KARACHI: Reckless driving by drivers of public transport everyday claims several precious lives in this megacity. Not a single day passes without deaths on the roads, leaving families with grief, shock and without their bread- winners. Only those with hearts of stone can remain unmoved by these regular tragedies. But remain unmoved those who are supposed to enforce traffic laws. Just a bit of empathy is required to prevent this daily loss of precious human lives. Opprobrium has no effect, however.

Those who watch the gory drama of death grieve over it, some of them see with disgust those who dismiss it with a shrug of shoulders as a daily routine or a necessary evil. Some do feel the need to stem the rot, but they feel helpless, themselves waiting to fall victim to rashly-driven vehicles on the roads.

The merchants of death are known as drivers of public buses in this megacity.

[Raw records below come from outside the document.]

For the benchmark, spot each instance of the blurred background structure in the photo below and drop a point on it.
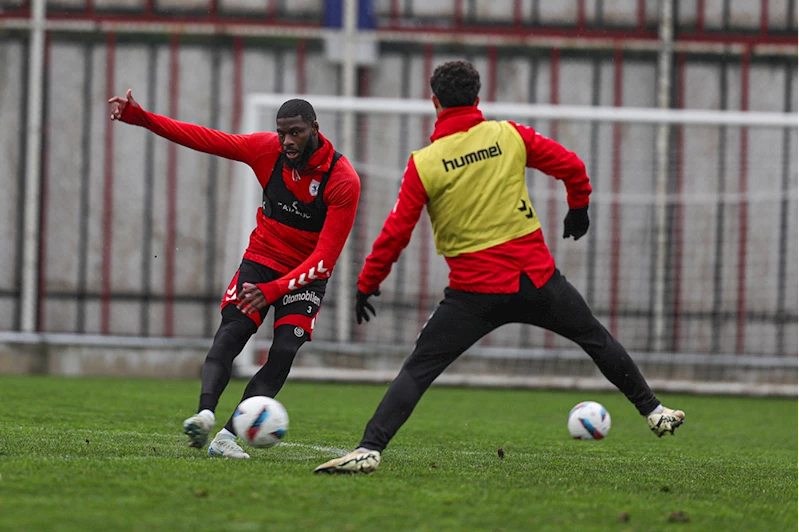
(118, 244)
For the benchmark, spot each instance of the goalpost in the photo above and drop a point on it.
(680, 238)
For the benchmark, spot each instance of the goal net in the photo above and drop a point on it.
(691, 259)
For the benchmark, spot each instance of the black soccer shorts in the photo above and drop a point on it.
(298, 308)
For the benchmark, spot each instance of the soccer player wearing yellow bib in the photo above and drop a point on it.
(472, 181)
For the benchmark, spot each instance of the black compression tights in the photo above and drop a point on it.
(272, 376)
(230, 339)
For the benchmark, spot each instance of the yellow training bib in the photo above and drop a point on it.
(475, 184)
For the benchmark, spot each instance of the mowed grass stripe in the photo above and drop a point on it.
(730, 466)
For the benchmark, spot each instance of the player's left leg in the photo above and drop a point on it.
(460, 320)
(272, 376)
(233, 333)
(295, 317)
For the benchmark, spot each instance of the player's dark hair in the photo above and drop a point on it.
(455, 84)
(297, 107)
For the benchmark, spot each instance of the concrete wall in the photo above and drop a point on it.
(116, 278)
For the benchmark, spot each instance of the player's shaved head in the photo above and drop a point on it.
(455, 84)
(297, 107)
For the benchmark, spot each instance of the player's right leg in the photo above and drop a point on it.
(231, 337)
(559, 307)
(460, 320)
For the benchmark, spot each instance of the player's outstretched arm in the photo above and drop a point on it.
(207, 140)
(396, 232)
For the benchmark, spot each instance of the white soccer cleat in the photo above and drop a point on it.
(358, 461)
(197, 428)
(225, 446)
(665, 421)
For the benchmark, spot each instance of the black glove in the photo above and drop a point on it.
(576, 223)
(362, 305)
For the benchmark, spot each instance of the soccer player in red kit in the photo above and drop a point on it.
(310, 195)
(472, 181)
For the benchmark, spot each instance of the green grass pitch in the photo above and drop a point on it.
(108, 454)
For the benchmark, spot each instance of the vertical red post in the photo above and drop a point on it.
(424, 241)
(171, 191)
(458, 9)
(552, 186)
(581, 14)
(238, 96)
(679, 207)
(45, 203)
(517, 13)
(271, 10)
(238, 81)
(302, 54)
(108, 191)
(394, 12)
(700, 16)
(493, 60)
(743, 187)
(641, 15)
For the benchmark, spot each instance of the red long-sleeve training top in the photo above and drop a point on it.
(291, 252)
(496, 269)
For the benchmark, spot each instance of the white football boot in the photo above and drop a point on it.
(665, 421)
(358, 461)
(197, 428)
(225, 445)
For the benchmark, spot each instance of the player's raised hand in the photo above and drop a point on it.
(118, 104)
(251, 298)
(362, 305)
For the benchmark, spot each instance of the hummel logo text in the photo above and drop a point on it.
(473, 157)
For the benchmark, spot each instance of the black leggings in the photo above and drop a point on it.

Death is a meaningless word for them, whether of others or of their own, for many of the victims of reckless driving are bus-drivers and conductors themselves.

The kith and kin of the victims bear the scars of tragedy on their minds forever.

A collision between a minibus and a train in Landhi left more than 30 people dead and several others injured. It was one of the worst accidents in the city. Children who had witnessed the horrifying scene could not properly sleep at night for weeks.

A small girl who had gone for shopping with her mother on the eve of Eid was run over by a bus near a traffic intersection in Chakiwara. She died before she could be taken to a hospital. Her mother wailed with the shopping boxes lying scattered around her. The mother could not bear the tragedy and became insane.

A man, from the labourer class, had gone to Civil Hospital to have his wife admitted there. But before going back to his home, he went to the mortuary to see it. On his way back he boarded a bus near Jama Cloth Market and was travelling on a footboard when a water tanker hit him. He died on the spot.

A man was travelling on a footboard of a bus on M. A. Jinnah Road. Near Dow Medical College his sandals fell from the footboard. As he ran off the footboard, he was run over by a bus and died on the spot. The poor man lost his life for the sake of a pair of sandals.

Bus-drivers are also in the habit of parking their vehicles in the middle of road. This way they block roads make it difficult for other vehicles, both private and public, to make their way. Ironically, it all happens under the nose of law.

A rickshaw-driver, who appeared to be under the influence of a drug, hit against the car of a VIP. Those who were on security duty went to the VIP. The rickshaw-driver disappeared. Police launched a search for the rickshaw-driver, but they failed to find him. Finally, police picked up another rickshaw-driver at his house and booked him and disappeared from the City Courts, leaving the poor rickshaw-driver to his fate.